Hay uno, por lo menos, que veo claramente desde aquí. Es un peligro modesto. Evidentemente,
La historia de O es
uno de esos libros que marcan al lector, que no lo dejan como lo encontraron, sino curiosamente mezclados a la influencia que ejercen y transformándose con ella. Después de varios años ya no son los mismos libros. De manera que, muy pronto, los primeros críticos parecen haber sido un poco bobos. Pero, ¡qué importa!, un crítico nunca debe dudar en ponerse en ridículo. De manera que lo más sencillo será confesar que yo no sé muy bien por dónde ando. Avanzo por O de un modo curioso, como en un cuento de hadas —ya se sabe que los cuentos de hadas son las novelas eróticas de los niños—, como en uno de esos castillos encantados que parecen abandonados y, sin embargo, los sillones enfundados, los taburetes y las camas de barrotes están bien sacudidos, como los látigos y las fustas que lo están, digamos, por naturaleza. Ni asomo de herrumbre en las cadenas, ni el más leve vaho en las baldosas de colores. La primera palabra que se me ocurre cuando pienso en O es
decencia
. Palabra difícil de justificar. Dejémoslo. Y ese viento que atraviesa sin parar todas las habitaciones. Alienta también en O no sabría decir qué espíritu puro y violento, sin parar, sin mezcla alguna. Es un espíritu decisivo al que nada arredra, de suspiros en horrores y de éxtasis en náusea. Y, a decir verdad, en general mis preferencias son otras: me gustan las obras en las que el autor vacila; en las que deja entrever, por cierta turbación, que el tema lo intimidó; que dudó de si llegaría a salir con bien. Pero la
Historia de O
, está llevada, de principio a fin, como una pirueta. Te hace pensar más en un discurso que en una simple efusión; en una carta más que en un Diario íntimo. Pero una carta dirigida ¿a quién? Un discurso para convencer ¿a quién? ¿Y a quién preguntárselo? Ni siquiera sé quién es usted.
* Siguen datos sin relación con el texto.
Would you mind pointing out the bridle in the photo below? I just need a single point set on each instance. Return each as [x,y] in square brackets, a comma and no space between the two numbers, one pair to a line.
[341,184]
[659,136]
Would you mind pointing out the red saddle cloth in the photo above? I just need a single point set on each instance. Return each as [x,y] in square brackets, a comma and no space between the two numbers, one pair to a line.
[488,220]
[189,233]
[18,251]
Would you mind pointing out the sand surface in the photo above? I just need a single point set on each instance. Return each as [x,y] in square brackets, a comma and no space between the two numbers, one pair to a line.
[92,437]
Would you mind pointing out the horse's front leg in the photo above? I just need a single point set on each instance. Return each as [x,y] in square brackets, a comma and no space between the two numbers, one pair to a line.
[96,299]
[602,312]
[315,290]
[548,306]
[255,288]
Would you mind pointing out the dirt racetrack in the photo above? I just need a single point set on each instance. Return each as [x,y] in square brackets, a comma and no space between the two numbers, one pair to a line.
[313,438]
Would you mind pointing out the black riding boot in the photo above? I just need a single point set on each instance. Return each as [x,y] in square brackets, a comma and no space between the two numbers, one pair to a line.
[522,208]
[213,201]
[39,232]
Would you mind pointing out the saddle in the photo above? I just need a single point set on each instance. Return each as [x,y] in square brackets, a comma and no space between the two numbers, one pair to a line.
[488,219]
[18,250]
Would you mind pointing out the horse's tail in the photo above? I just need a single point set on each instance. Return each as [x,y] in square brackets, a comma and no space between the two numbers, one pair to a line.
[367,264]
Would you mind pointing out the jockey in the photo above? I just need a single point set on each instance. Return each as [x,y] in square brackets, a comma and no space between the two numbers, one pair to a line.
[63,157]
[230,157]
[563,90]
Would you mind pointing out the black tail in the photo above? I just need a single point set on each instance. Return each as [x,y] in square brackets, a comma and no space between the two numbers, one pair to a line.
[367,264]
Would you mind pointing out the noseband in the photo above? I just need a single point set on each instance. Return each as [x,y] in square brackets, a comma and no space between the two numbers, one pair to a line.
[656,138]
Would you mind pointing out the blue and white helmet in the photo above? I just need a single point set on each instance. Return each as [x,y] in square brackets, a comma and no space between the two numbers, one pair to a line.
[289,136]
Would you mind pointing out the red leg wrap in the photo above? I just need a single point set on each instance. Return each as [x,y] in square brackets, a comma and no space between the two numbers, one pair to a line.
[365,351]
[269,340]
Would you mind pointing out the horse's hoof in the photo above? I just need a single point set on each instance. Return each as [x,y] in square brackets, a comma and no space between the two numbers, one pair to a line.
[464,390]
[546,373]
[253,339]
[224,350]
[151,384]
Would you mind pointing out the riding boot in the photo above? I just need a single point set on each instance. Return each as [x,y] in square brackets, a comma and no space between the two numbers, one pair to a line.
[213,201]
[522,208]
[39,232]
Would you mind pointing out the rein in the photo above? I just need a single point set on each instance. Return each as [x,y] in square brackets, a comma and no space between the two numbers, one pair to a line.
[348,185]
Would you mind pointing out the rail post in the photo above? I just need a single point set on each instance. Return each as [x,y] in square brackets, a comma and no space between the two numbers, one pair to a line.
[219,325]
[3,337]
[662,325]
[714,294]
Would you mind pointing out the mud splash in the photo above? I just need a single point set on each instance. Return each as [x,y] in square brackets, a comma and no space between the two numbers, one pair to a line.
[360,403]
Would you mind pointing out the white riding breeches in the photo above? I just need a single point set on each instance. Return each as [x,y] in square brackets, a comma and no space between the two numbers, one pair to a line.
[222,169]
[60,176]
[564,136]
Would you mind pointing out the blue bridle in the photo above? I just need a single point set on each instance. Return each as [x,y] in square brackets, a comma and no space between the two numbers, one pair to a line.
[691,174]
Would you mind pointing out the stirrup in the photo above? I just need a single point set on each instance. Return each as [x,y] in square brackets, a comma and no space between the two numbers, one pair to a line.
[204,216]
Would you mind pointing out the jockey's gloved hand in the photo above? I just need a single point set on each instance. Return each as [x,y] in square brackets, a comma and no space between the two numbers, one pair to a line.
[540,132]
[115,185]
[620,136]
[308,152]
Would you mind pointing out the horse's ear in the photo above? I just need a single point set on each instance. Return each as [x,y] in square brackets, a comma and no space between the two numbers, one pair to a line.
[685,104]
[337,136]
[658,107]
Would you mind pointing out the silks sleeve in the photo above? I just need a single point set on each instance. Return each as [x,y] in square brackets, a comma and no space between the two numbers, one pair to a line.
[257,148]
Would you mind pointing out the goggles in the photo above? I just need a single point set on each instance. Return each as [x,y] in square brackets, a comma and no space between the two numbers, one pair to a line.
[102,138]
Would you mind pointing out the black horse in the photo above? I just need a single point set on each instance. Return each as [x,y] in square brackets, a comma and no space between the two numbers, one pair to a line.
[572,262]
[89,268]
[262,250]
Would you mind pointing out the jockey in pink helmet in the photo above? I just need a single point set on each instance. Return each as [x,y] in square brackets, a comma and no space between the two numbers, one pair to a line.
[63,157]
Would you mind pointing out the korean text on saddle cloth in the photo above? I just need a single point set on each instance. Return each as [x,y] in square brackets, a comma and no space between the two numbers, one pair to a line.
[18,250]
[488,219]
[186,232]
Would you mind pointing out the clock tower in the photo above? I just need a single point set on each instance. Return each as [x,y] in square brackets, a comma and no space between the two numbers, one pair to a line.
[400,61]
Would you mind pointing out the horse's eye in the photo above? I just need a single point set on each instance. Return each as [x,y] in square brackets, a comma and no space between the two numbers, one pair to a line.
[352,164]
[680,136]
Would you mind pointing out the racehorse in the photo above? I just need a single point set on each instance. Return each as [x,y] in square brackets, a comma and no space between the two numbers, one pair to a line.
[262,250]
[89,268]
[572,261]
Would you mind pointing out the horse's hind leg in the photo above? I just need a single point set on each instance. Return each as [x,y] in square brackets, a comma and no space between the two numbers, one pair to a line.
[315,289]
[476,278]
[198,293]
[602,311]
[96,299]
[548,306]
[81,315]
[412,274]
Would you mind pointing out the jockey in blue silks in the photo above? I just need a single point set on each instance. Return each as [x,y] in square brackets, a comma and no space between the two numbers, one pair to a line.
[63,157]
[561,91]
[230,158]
Que es una mujer no lo dudo. Y no tanto por esos detalles en los que se complace, los vestidos de satén verde, los ceñidores y las faldas levantadas varias vueltas:
como un mechón de pelo en un bigudí
, sino en que: el día en que René abandona a O a nuevos suplicios, ella conserva la suficiente presencia de ánimo para observar que las zapatillas de su amante están raídas y que habrá que comprar otras. Es algo que me parece casi inconcebible. Es algo que a un hombre nunca se le hubiera ocurrido, o, por lo menos, no se hubiera atrevido a decir.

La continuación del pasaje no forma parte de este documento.